Plasticine: A Traceable Diffusion Model for Medical Image Translation
Tianyang Zhanng, Xinxing Cheng, Jun Cheng, Shaoming Zheng, He Zhao, Huazhu Fu, Alejandro F Frangi, Jiang Liu, Jinming Duan
TL;DR
Plasticine tackles the lack of traceability in medical image translation by embedding intensity translation and spatial transformations inside a diffusion framework, enabling pixel-level correspondences between source and translated images. It introduces a diffusion-based intensity translator and a cross-modality spatial transformation module that yields diffeomorphic deformations and interpretable spatial changes, preserving topology. Across retinal OCT, chest MRI-CT, and cardiac MRI tasks, Plasticine demonstrates superior traceability via segmentation metrics and competitive image synthesis against GAN and diffusion baselines, with clinical user studies supporting its practical utility. The work also highlights limitations, including dependence on precomputed structure maps and future plans for extending to 3D data.
Abstract
Domain gaps arising from variations in imaging devices and population distributions pose significant challenges for machine learning in medical image analysis. Existing image-to-image translation methods primarily aim to learn mappings between domains, often generating diverse synthetic data with variations in anatomical scale and shape, but they usually overlook spatial correspondence during the translation process. For clinical applications, traceability, defined as the ability to provide pixel-level correspondences between original and translated images, is equally important.

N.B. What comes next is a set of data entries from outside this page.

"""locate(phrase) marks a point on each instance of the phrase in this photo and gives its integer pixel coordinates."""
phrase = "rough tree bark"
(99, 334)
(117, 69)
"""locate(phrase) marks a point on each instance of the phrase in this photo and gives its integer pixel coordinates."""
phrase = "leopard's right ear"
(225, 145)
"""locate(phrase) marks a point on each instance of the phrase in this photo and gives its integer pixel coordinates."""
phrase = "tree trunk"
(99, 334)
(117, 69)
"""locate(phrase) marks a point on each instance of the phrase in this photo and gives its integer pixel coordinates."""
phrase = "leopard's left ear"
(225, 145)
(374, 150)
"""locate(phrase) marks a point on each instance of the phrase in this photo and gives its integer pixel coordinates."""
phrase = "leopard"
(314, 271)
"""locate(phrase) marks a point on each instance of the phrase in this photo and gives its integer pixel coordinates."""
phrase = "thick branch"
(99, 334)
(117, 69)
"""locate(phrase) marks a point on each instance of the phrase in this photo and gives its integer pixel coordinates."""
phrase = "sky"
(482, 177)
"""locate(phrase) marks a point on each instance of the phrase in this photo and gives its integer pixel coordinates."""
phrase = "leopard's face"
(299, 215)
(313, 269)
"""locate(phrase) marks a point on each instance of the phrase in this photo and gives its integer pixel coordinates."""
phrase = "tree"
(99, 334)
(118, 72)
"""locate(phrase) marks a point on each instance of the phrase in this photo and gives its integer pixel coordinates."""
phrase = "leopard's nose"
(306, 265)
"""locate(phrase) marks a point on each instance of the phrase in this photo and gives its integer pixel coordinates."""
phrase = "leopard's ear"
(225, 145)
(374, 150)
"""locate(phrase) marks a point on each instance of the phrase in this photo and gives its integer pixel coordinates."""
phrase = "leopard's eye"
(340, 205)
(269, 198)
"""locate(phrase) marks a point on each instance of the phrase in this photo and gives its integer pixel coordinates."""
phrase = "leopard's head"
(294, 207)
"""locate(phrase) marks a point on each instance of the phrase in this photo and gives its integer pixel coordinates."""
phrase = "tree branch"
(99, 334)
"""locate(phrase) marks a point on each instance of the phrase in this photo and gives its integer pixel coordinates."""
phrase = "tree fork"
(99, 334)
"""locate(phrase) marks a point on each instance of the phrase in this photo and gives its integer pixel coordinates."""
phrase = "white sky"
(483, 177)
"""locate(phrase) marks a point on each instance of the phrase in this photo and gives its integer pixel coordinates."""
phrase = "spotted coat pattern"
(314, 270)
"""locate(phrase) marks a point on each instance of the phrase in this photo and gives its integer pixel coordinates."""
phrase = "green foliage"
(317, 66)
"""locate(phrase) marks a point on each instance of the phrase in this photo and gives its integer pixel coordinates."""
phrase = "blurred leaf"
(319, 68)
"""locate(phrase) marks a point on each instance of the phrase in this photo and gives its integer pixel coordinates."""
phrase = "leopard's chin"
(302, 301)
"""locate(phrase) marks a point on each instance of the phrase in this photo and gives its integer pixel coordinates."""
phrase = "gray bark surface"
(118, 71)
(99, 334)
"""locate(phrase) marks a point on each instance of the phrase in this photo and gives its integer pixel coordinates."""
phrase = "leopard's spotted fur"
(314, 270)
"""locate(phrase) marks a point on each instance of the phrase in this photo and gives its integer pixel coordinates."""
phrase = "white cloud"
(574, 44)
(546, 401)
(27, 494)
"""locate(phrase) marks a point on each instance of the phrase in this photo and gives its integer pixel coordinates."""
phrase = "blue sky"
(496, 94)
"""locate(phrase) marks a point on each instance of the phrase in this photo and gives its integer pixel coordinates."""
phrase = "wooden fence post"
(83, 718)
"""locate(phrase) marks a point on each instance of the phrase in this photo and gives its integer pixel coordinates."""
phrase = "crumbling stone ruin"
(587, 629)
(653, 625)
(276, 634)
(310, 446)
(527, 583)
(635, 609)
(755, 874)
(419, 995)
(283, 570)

This property enhances clinical interpretability but has been largely overlooked in previous approaches. To address this gap, we propose Plasticine, which is, to the best of our knowledge, the first end-to-end image-to-image translation framework explicitly designed with traceability as a core objective. Our method combines intensity translation and spatial transformation within a denoising diffusion framework. This design enables the generation of synthetic images with interpretable intensity transitions and spatially coherent deformations, supporting pixel-wise traceability throughout the translation process.